I haven't posted about this before, but currently need some advice. I'm going to apologise in advance for the length.
My mother is extremely toxic. Functioning alcoholic, quite abusive growing up, narcissistic tendencies. You know the type.
In August/September time I decided after yet another drama to go non contact. I had just found out I was pregnant with my second and really didn't want the stress of dealing with her. There were a couple of instances of contact wherein I simply replied telling her I wasn't interested and then ignored, eventually I stopped replying all together. Although it wasn't easy, there was lots of guilt tripping and I still feel personally responsible for her but I do know that I will get over that notion eventually.
The past couple of weeks she has stepped up trying to contact me. Calling and texts, no physical visit yet. If she does turn up I will simply call the police, I've had a very difficult pregnancy and really don't need the stress of that argument. I can't change my number or move house right at this moment, although am likely to move in the next 12 months or so. Changing my number isn't an option, and for my own sake I decided not to block her number until I had moved and was able to just change my number (it gives me a feeling of safety. She will always contact me via text or phone call before stepping up and going for physical visits. While she can still arrive at my door, I like knowing I have a little warning).
I know the usual advice is to just meticulously ignore, ignore, ignore. Which I intend on doing. I'm not going to pick up the phone or text back, no matter how tempting it is. But her contact is becoming really hard to handle. I jump every time my phone goes off, or spend the next two days crying and panicking and upset. Last night (she was drunk. Usually is during these episodes), she repeatedly phoned, then started sending text messages telling me how horrid I was for stopping her from seeing my daughter. I eventually just put my phone on silent so I didn't have to deal with it, then woke up this morning to a voicemail (how I know she was drunk) telling me two members of my family are dying and I need to contact her and be part of the family, and that I'm a vicious bitch for not caring that they're so Ill. I do care, but I can't have contact with the rest of my family because of her, unfortunately.

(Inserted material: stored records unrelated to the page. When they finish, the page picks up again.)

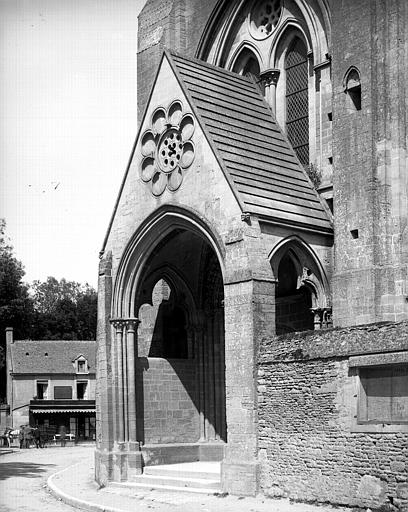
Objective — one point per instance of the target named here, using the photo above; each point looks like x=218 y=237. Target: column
x=270 y=79
x=118 y=325
x=131 y=326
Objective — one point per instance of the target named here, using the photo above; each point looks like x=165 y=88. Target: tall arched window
x=247 y=64
x=297 y=103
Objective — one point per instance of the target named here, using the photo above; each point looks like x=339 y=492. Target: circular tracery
x=167 y=149
x=264 y=17
x=170 y=150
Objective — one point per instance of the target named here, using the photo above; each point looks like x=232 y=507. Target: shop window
x=81 y=390
x=297 y=101
x=353 y=88
x=42 y=390
x=62 y=392
x=383 y=395
x=81 y=365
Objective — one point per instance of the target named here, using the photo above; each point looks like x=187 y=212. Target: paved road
x=24 y=473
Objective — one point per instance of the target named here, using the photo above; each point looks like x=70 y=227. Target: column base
x=118 y=465
x=240 y=478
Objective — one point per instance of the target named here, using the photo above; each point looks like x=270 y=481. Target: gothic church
x=253 y=282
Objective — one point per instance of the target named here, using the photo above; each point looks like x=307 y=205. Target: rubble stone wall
x=310 y=448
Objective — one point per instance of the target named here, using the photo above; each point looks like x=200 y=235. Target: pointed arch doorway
x=173 y=285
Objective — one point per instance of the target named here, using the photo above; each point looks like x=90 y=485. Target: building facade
x=52 y=383
x=265 y=196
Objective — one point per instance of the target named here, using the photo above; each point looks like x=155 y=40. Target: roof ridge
x=241 y=115
x=54 y=341
x=202 y=63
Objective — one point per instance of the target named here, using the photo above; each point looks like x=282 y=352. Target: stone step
x=175 y=483
x=206 y=470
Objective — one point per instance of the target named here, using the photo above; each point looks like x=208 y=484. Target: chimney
x=9 y=335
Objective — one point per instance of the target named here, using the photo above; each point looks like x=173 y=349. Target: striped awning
x=48 y=411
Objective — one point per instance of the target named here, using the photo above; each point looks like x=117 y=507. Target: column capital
x=117 y=323
x=270 y=76
x=131 y=323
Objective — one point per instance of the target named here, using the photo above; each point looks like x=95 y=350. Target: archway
x=302 y=291
x=171 y=281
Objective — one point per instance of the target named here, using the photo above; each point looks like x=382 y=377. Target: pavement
x=75 y=485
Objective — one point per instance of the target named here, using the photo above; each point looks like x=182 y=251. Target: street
x=24 y=473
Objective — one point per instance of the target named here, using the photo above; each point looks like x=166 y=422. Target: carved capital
x=117 y=323
x=131 y=324
x=270 y=77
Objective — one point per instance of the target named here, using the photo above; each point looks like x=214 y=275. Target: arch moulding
x=309 y=269
x=146 y=237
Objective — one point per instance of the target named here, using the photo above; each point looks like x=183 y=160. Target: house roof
x=51 y=356
x=254 y=152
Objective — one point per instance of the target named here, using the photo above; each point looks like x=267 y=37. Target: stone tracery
x=167 y=148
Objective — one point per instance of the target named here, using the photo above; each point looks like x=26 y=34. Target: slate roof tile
x=28 y=356
x=258 y=158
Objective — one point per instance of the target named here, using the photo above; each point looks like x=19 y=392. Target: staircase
x=198 y=477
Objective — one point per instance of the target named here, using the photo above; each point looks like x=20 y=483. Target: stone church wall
x=311 y=447
x=168 y=392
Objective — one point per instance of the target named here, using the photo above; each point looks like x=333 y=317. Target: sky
x=68 y=120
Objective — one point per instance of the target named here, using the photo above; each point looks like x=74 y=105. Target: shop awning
x=50 y=411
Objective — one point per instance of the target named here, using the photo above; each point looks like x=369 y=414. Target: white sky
x=68 y=117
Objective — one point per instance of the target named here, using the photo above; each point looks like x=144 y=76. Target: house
x=52 y=383
x=253 y=282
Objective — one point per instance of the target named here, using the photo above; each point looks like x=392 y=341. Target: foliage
x=64 y=310
x=16 y=307
x=48 y=310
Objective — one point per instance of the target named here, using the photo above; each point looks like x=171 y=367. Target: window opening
x=297 y=102
x=293 y=304
x=62 y=392
x=81 y=390
x=353 y=88
x=81 y=366
x=42 y=390
x=383 y=394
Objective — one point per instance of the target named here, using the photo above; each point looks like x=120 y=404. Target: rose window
x=264 y=17
x=167 y=149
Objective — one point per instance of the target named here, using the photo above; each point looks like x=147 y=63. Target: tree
x=16 y=306
x=64 y=310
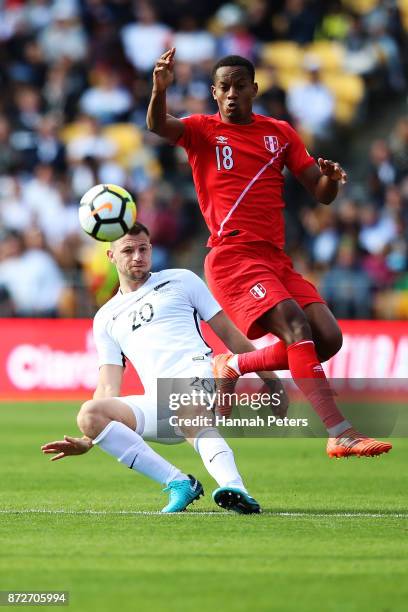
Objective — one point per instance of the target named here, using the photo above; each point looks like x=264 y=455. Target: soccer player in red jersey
x=237 y=159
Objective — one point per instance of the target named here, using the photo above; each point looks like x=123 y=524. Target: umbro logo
x=157 y=287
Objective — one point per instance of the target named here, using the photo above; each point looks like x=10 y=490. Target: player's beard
x=138 y=275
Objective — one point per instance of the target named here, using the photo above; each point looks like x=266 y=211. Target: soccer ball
x=107 y=212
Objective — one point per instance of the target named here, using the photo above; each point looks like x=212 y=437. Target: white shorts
x=156 y=428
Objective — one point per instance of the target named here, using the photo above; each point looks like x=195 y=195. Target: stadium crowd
x=75 y=78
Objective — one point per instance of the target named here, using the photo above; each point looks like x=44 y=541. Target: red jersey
x=237 y=172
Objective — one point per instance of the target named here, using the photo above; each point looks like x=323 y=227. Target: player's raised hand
x=333 y=170
x=66 y=447
x=163 y=73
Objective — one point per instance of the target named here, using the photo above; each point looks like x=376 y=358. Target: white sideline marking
x=397 y=515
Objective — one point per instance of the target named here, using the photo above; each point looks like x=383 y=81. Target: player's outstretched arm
x=233 y=339
x=157 y=119
x=323 y=180
x=67 y=447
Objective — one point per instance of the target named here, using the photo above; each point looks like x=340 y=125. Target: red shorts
x=248 y=279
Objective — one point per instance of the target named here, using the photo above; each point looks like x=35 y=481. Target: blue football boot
x=236 y=500
x=182 y=493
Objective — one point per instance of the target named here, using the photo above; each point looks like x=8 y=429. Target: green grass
x=319 y=558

Now for the purpose of this novel. I spoke to my husband this morning and it's clear she appears to be stepping up her game. I'm concerned about where it will end. She has my husbands number so could start contacting him, she knows details for his family members so could track them down on Facebook. She has a history (not with me) of malicious reporting to social services which I keep expecting, given she knows where we live. She knows my daughters school and various other details that mean she has a variety of options open to her. I'm debating making a solicitors appointment today, to get them to write to her stressing that her behaviour is harassment and explaining what will happen next if it doesn't stop (potential criminal charges, I'd also happily proceed to a civil injunction if it continues). I genuinely don't want to resort to courts and things, I just want her to go away and live her life, leaving me to mine. Does anybody have any advice or experience of using solicitors to get rid of contact from toxic parents? Does it work, or is it likely to make things worse? The last thing I want to do is piss her off so much that I end up with even more problems but I really need to feel like I'm doing something, and that she understands completely that I'm not changing my mind.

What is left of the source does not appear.